There are hundreds of billions of lines of COBOL code running on production systems worldwide. That’s not ideal for a language over 60 years old and whose primary architects are mostly retired or dead.
IBM, eager to keep those legacy functions on its Z mainframe systems, wants that code rewritten in Java. It tried getting humans to do it a few years back, but now it has another idea. Yes, you guessed it: It’s putting AI on the job.
The IBM watsonx Code Assistant, slated to be available in Q4 this year, intends to keep humans in the mix, but with a push from generative AI in analyzing, refactoring, and testing the new object-oriented code. It’s not an all-or-nothing process, either, as IBM claims that watsonx-generated code should be interoperable with COBOL and certain Z mainframe functions.
In a technical blog post specific to COBOL conversion, IBM’s Kyle Charlet, CTO for zSystems software, steps up to the plate and says what a lot of people have said about COBOL: It’s not just the code; it’s the business logic, the edge-cases, and the institutional memory, or the lack thereof.
Some clients… have spent years and millions trying to modernize their COBOL code, and despite all that, only a fraction has been modernized. It takes lots of developers and painstaking manual work to rewrite COBOL. People have tried many different ways to modernize these applications, and in my experience, with varied results. None are exemplary.
IBM’s watsonx, Charlet writes, could help large organizations decouple individual services from monolithic COBOL apps. In IBM’s view, it will come in three steps:
- Refactor, in which individual services are “surgically” separated or extracted from larger code
- Transform, either to mainframe-friendly Java code or COBOL that can speak directly to Java
- Validate, with AI helping to create test cases but with coders still “in the driver’s seat”

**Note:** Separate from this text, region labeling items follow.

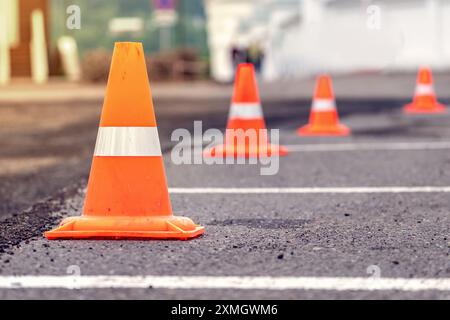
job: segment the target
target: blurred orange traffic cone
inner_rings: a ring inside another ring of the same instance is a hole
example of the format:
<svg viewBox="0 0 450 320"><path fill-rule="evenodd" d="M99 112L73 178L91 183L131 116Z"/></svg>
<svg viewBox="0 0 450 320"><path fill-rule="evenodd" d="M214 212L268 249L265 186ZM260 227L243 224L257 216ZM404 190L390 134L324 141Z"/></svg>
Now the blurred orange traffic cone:
<svg viewBox="0 0 450 320"><path fill-rule="evenodd" d="M419 69L414 100L412 103L407 104L403 110L406 113L446 112L445 106L437 101L433 86L433 75L430 68L422 67Z"/></svg>
<svg viewBox="0 0 450 320"><path fill-rule="evenodd" d="M286 148L270 144L263 117L255 70L252 64L238 66L228 117L225 144L205 150L205 157L284 156Z"/></svg>
<svg viewBox="0 0 450 320"><path fill-rule="evenodd" d="M83 215L50 239L188 239L204 228L172 214L141 43L116 43Z"/></svg>
<svg viewBox="0 0 450 320"><path fill-rule="evenodd" d="M299 128L297 133L301 136L347 136L350 134L350 129L339 123L330 76L321 75L317 79L309 124Z"/></svg>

In some ways, AI assistance seems like it can only help with the generational challenge of moving COBOL forward while keeping it functional. While COBOL codebases can be relatively stable and secure—once found to be among the least problematic in a broad survey—the costs of updating and extending them are gigantic. Legacy COBOL was one of the reasons the Office of Personnel Management suffered a deeply intrusive break-in in 2015, as the antiquated code could not be encrypted or made to work with other secure systems.

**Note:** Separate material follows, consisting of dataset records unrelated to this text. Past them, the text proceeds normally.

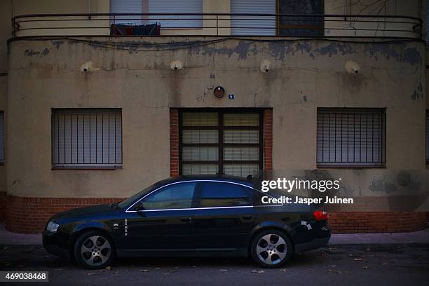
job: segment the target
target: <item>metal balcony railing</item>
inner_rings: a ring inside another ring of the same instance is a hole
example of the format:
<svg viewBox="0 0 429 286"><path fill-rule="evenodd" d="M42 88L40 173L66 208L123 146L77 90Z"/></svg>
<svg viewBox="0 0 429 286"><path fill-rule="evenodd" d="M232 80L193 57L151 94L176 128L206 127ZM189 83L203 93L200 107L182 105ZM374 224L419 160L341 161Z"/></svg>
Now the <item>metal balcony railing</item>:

But there’s a recurring argument that COBOL is good at managing business-specific systems and exchanges in ways that (some might argue) present fewer attack vectors. Or you might argue that AI-generated and restructured code might look proper and seem test-ready, but without the people around who know exactly why the code does the things it does, AI-upscaled code could have just as much noise as AI-upscaled video.
IBM’s watsonx Code Assistant for Z will next be deployed for Red Hat Ansible Light speed. Given that watsonx.ai was purportedly trained on more than 100 coding languages, more AI co-pilots for old mainframe code will likely follow.